Comment expliquer une telle différence ? Une piste hormonale est avancée par les chercheurs.

« Nos recherches montrent que la fuite des cellules cancéreuses circulantes de la tumeur d’origine est contrôlée par des hormones telles que la mélatonine, qui déterminent nos rythmes de jour et de nuit« , souligne Zoi Diamantopoulou, auteur principal de l’étude et chercheur postdoctoral à l’ETH Zurich.

Néanmoins, « ce regain d’activité nocturne des cellules tumorales, dans le cancer du sein, est probablement dû à une conjonction de nombreux facteurs qui restent à éclaircir« , précise Nicola Aceto. 

En effet, le simple facteur « nuit » expliquerait difficilement cette modification de l’activité cellulaire, selon le Docteur Christophe de Jaeger.

« Ce qui m’interroge, c’est l’aspect hormonal. On sait que la mélatonine ralentit le développement des cellules tumorales. En vieillissant, le taux de mélatonine diminue et le nombre de cancers du sein, lui, augmente. Il se pourrait donc, dans cette étude, que le facteur « hormonal », la nuit, soit en réalité impacté par d’autres facteurs, comme le stress, les troubles du sommeil… Il a d’ailleurs été prouvé que la fréquence des cancers du sein chez les travailleuses de nuit était plus importante. C’est donc une interrogation qui mérite d’être posée« , remarque le Docteur Christophe de Jaeger.

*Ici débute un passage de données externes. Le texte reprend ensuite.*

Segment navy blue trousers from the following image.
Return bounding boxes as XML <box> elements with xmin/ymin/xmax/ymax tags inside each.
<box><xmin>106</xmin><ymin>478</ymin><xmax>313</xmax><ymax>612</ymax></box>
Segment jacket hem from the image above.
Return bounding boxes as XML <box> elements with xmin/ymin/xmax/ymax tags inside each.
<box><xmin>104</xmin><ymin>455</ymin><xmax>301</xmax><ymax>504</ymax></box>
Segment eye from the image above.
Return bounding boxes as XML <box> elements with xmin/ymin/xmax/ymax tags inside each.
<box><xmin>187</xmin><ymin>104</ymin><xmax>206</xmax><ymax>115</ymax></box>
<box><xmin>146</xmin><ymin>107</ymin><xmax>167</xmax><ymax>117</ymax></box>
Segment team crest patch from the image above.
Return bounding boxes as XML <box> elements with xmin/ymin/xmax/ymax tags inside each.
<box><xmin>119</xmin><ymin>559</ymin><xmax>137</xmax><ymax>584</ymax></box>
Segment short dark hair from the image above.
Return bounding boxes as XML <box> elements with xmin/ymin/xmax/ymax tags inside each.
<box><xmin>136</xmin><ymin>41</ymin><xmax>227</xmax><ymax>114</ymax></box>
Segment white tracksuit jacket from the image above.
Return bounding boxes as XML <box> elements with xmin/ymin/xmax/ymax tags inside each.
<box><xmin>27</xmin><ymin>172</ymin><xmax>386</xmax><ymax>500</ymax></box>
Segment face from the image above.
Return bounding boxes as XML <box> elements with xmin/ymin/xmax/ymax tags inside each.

Si cette découverte est confirmée, elle pourrait, à terme, permettre aux médecins d’optimiser les traitements anticancéreux des malades.

Mais avant, « Il faudra d’abord mener d’autres études afin de démêler les liens complexes entre rythmes circadiens des humains et cancers”, concluent les chercheurs.

Le Docteur Christophe de Jaeger est médecin et son travail est centré sur la physiologie de la sénescence depuis plus de 30 ans.

Il a développé en particulier la notion d’âge physiologique (différent de l’âge chronologique et

de l’âge ressenti) et sa prise en charge afin d’optimiser le capital santé de chacun et de lui conserver le plus longtemps possible ses capacités physiologiques. En d’autres termes, rester en bonne santé le plus longtemps possible.

De formation initiale gérontologue, il a rapidement complété son cursus à la faculté des sciences en biologie de la sénescence. Il enseigne à la faculté de médecine de Paris et de Lille et également à la faculté des sciences dans le Master de biologie du vieillissement. Il a écrit ou coécrit de nombreux livres dont une dizaine grand public, ainsi que de nombreux articles scientifiques.

Son dernier ouvrage grand public  »Médecine de la Longévité : Une révolution ! » est publié en octobre 2023 chez Guy Trédaniel éditeur.